On top of all that, AMIE (Additive Manufacturing Integrated Energy) can produce enough energy to sustain its own consumption, and combined with a hybrid car, it can be used as a high-tech caravan. Pretty cool, huh?
There are many sustainable building technologies gaining traction in 2017, to name a few – active solar and daylighting, solar-thermal cladding, bio-plastics, self-healing concrete (wow! to that one), low-energy building, super-insulation, passive ventilation, the list goes on.
All of these are becoming the foundation of the so-called sustainable urbanism which hopefully will become yet another big factor in ‘building’ a future of zero-pollution.
Did you know: sustainability is the “development that meets the needs of the present without compromising the ability of future generations to meet their own needs.”
3. Solar Energy With a Twist!
Yes, yes, this one has been here for ages, and most of us already know what its drawbacks are – no sun, no energy!
That means that countries with low annual sunshine hours have no incentive to commercialise this energy source, making solar panel investors and companies salty.
Ironically, it is salt that is about to save and rejuvenate the trust in this green energy source.
For example, thanks to liquid salt, companies which design and produce industrial scale solar panel plants, will need to construct six power plants instead of seven while retaining the same energy output of 4 million gigawatts per hour annually.
Moreover, molten salt has the ability to retain tremendous amounts of heat which are released to power conventional turbines during the high-consumption hours of the day, mostly after sunset. On top, according to experts, solar panels impact property value by far.
4. Water-generated Electricity in a Heartbeat
This one has been here for a while as well, yet there hasn’t been a water generator powerful enough to become a reliable substituent to the conventional energy sources we use today. The HiWave energy converter might be the answer. HiWave is a wave-harnessing technology that mimics the human heartbeat. Compared to other wave generators, it is lightweight and can harness any type of wave.
Currently, the cost of production and maintenance, as well as the Levelised Cost of Energy (LCoE) has been too high for wave generators to successfully compete with conventional energy sources such as coal and oil. The average LCoE index of a water generator is between 0.30 to 0.50 EUR/kWh, too expensive for the average consumer to afford.

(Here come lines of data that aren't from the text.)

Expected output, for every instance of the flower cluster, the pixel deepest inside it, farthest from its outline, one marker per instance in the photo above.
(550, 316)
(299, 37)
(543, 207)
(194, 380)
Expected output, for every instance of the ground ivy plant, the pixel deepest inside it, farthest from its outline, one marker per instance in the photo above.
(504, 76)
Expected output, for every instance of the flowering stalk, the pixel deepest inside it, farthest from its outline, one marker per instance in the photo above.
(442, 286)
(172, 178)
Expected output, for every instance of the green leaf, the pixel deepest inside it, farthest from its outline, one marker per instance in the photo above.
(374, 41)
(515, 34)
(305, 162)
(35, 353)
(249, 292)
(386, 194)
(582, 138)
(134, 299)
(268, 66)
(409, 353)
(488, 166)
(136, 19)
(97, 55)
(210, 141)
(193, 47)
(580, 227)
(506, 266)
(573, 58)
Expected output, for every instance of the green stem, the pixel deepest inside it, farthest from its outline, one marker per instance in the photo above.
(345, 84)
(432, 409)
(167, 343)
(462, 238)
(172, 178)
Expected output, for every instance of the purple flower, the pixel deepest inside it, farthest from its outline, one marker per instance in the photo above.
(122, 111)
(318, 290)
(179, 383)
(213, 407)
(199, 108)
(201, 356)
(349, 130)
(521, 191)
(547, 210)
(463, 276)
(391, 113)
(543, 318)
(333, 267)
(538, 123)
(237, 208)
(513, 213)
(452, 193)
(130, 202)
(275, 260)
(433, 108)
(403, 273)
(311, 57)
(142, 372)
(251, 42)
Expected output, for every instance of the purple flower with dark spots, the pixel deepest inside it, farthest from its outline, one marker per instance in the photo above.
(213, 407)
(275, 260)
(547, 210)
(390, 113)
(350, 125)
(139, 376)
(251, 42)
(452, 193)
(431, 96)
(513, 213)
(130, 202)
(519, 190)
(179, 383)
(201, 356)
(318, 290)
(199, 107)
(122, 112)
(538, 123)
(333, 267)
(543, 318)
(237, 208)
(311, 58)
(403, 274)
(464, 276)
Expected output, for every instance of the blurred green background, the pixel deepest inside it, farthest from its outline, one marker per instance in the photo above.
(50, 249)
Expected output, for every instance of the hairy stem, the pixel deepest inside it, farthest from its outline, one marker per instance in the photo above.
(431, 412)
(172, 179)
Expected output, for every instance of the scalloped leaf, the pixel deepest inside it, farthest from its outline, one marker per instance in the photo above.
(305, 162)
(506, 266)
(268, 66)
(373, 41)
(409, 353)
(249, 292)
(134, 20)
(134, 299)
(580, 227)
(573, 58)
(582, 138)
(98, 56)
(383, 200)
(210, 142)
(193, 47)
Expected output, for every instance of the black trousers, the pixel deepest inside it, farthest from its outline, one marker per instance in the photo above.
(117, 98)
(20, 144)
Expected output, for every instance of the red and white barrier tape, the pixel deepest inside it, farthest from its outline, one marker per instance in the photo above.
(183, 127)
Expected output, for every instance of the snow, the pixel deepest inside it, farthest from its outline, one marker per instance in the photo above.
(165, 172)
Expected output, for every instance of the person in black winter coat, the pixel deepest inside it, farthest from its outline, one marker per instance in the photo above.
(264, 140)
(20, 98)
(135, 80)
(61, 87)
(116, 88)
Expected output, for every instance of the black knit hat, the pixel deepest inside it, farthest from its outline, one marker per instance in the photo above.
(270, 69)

As explained by the creators of HiWave, by “having an oscillator with pneumatic pretension and a mechanical drive train with high natural frequency of oscillation” practically makes it five times more efficient than its predecessors and a realistic competitor on the energy market.
5. Development of AI (Artificial Intelligence)
This one is a bit of a long shot, a utopian, futuristic and abstract view of the future, but bear with me.
You might ask, how can AI help reduce carbon emissions? If we take the surprisingly accurate estimate of when Singularity (when AI surpasses humans in terms of intelligence) will happen according to Ray Kurzweil (2029), we can assume the total takeover of AI operated machines in the production of all products (maybe except artistic commodities) will happen in our lifetimes. We must point out that AI is as good as its programming.
For example, the ‘smartest’ computer right now, IBM’s Watson, is getting over $100 million of financing only for a fleet of startups which all have one goal – to create applications for it which can be used in medical research, precision agriculture, data analysis, design and computation of projects in all fields of science and business, leading to an insurmountable number of new inventions and technologies. That, on its own, would make waste, pollution, disease, and other issues of today a distant memory of the past. Now isn’t that something to look for?